The initiative began with the Competitive Assessment phase, a series of focus groups and individual interviews with over 80 local business, government, education and civic leaders. Results of those interviews and focus groups were combined with key demographic and market data, competitive assessment findings, a target business analysis and a best practice community review and analysis to develop an economic development strategy for the community. Businesses and residents throughout Pearland had an opportunity to provide feedback about the issues and opportunities facing the community by participating in an online survey.

Key Takeaways from the Competitive Assessment:
Pearland’s growth trends are not sustainable. As its residential development has skyrocketed, the city’s budget has been able to accommodate increases in infrastructure construction and services-provision. But the percentage of Pearland’s budget dedicated to debt-service as well as recent tax increases show that residential development is not self-sustaining. Diverse, high-value commercial and industrial development must continue to be enhanced, especially along the major corridors, to balance the city’s tax digest. This will also enable Pearland to be even more aggressive in boosting its transportation capacity.

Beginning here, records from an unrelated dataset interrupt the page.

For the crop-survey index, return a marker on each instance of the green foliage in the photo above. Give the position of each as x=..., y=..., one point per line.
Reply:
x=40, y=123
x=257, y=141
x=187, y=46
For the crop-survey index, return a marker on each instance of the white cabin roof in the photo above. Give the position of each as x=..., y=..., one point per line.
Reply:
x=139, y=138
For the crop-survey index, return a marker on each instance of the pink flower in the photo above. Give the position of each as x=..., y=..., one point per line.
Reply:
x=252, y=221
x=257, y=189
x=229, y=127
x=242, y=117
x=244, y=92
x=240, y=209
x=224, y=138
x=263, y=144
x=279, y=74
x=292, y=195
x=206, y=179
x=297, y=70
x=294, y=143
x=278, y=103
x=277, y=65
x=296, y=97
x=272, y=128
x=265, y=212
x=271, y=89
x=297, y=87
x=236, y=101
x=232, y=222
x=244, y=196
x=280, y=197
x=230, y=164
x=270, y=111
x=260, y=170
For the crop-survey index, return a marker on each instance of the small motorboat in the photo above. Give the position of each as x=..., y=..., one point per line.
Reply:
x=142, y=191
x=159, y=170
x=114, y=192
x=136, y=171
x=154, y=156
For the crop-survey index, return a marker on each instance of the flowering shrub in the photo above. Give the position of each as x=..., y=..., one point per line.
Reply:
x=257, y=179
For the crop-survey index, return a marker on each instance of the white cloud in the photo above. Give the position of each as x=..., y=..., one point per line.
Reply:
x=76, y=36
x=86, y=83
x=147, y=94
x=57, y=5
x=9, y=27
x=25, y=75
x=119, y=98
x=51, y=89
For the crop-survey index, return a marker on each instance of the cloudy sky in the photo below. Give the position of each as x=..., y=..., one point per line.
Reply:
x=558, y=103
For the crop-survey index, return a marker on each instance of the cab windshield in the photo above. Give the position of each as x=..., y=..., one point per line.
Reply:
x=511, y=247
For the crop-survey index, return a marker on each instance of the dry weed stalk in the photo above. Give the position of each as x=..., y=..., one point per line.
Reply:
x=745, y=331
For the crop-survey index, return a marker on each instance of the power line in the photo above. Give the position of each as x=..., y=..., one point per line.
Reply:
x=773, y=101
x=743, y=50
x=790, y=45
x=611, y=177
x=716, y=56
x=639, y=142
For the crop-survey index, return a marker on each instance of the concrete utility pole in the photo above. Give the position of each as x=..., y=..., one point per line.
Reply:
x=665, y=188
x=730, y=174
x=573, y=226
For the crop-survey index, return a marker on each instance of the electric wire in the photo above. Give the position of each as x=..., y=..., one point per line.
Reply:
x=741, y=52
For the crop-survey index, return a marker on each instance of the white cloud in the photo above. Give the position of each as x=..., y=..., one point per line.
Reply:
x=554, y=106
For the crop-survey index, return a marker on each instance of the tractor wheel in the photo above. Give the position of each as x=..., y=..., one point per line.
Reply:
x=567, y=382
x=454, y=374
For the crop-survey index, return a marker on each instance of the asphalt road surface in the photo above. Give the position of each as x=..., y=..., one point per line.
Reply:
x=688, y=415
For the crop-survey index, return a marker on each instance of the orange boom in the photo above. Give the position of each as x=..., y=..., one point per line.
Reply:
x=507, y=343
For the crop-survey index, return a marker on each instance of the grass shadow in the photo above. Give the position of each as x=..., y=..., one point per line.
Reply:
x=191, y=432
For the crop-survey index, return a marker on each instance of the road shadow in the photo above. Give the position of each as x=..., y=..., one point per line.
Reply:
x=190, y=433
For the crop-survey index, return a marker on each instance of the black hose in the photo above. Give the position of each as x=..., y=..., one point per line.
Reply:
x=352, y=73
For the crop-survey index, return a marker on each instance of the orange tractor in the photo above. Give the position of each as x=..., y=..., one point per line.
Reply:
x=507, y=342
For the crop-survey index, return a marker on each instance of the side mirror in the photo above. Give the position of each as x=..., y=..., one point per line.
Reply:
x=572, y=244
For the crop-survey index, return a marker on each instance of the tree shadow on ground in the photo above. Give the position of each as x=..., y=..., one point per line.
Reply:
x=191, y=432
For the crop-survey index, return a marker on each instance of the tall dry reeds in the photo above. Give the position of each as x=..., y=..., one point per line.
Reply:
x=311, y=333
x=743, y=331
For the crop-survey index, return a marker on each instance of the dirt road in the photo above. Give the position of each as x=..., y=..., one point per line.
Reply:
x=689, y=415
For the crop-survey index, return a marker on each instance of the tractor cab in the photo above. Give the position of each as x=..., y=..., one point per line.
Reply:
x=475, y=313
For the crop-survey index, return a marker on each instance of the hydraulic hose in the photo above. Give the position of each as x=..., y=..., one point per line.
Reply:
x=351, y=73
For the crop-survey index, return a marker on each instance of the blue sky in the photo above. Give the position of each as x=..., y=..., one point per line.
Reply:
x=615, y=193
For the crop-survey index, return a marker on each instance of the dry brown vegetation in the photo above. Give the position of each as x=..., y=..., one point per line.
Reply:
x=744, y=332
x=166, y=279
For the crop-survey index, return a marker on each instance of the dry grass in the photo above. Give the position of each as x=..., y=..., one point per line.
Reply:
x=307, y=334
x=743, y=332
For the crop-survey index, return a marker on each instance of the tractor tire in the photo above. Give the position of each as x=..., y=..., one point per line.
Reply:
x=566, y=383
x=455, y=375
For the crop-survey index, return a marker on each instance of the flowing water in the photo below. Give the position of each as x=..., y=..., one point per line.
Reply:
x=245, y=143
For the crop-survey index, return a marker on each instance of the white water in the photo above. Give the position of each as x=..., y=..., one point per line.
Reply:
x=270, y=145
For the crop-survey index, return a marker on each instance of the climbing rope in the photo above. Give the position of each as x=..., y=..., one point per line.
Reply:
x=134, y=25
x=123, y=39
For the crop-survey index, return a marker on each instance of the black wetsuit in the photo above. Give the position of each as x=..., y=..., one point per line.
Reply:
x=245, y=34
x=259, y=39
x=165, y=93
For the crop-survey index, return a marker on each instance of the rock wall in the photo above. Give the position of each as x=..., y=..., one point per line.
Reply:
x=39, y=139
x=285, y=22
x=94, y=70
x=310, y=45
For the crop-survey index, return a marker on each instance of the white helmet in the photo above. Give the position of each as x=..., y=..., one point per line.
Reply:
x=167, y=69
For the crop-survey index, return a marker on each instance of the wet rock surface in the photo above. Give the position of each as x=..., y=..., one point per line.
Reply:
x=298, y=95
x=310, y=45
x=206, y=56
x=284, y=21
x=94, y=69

Progressive planning and investment must continue. Pearland government has been thoughtful and forward-thinking in its planning and investment in the capacity to accommodate additional growth. Hundreds of millions of dollars have been invested in recent decades to improve the city’s transportation grid, water and wastewater infrastructure, utilities, flood protection, police and fire services, public education, and other resources. While the fiscal realities of maintaining and operating these assets is significant, city leaders know that they cannot become complacent when it comes to investing in the community’s ability to continue its growth trajectory. This will be important as public opinion seems to indicate that residents are very concerned with current levels of traffic congestion and feel that class sizes are becoming too large in many Pearland schools.

Pearland is the “new America.” Pearland’s diversification and standing as a residential melting pot of different races and ethnicities make it a micro version of macro trends that are occurring nationwide. By continuing to provide a welcoming environment for these new residents and, in fact, seeking to better capitalize on its diversity will position Pearland as a model for how a city can become a stronger whole through the sum of its parts. The city must also ensure that divides are not exacerbated between the “haves” and “have-nots” in Pearland. With the city’s recent growth predominantly comprised by lower-wage services jobs, the potential exists that income disparities will become acute and lead to potential negative impacts on public safety, educational performance, and other trends.

Citizens want more amenities. Public input in focus groups, interviews, and the online survey demonstrated clearly that Pearland residents would like to see more recreational and arts and cultural amenities in their community. While destinations are certainly available in close proximity in Houston, it is natural for stakeholders to increasingly want similar resources close to home. It is also a function of Pearland maturing as a city from a bedroom community to more of a complete municipality. Walkable activity centers, mixed-use “urban” development, transit availability, sidewalks, and other amenities will also be increasingly important to Pearland’s competitive position for the top talent and companies in today’s economy.

Looks matter. Perception is reality in economic development. While Pearland has done much to improve its aesthetics by instituting prescriptive regulations on development and public spaces, adding gateway signage, and developing new roads with landscaped medians, economic officials and laypersons alike lament that Pearland’s aesthetics are still unappealing to potential investors, employers, and talent. Of particular concern are high-profile gateway corridors such as FM 518/Broadway, Highway 35, and Highway 288. For Pearland to compete with communities like Sugar Land and the Woodlands, the visual impression investors, visitors, and even citizens have of the city will need to be enhanced.

Pearland must build a sense of community. Whether manifested in talk of “two Pearlands” east and west, or in stories of west Pearland residents who “don’t even know they live in the city,” or east Pearlanders who shop in Houston rather than their own city, or in elected officials’ frustration at the public’s lack of civic engagement despite multiple efforts, it is clear that the dynamics of Pearland’s growth have affected residents’ perceptions and notions of where they live. While understandable that thousands of recent in-migrants will not develop a “pride in place” overnight, it is important that the Pearland community becomes more connected, identified, engaged, and prideful of their city if Pearland is to take the next step in its evolution from residential suburb to fully realized city.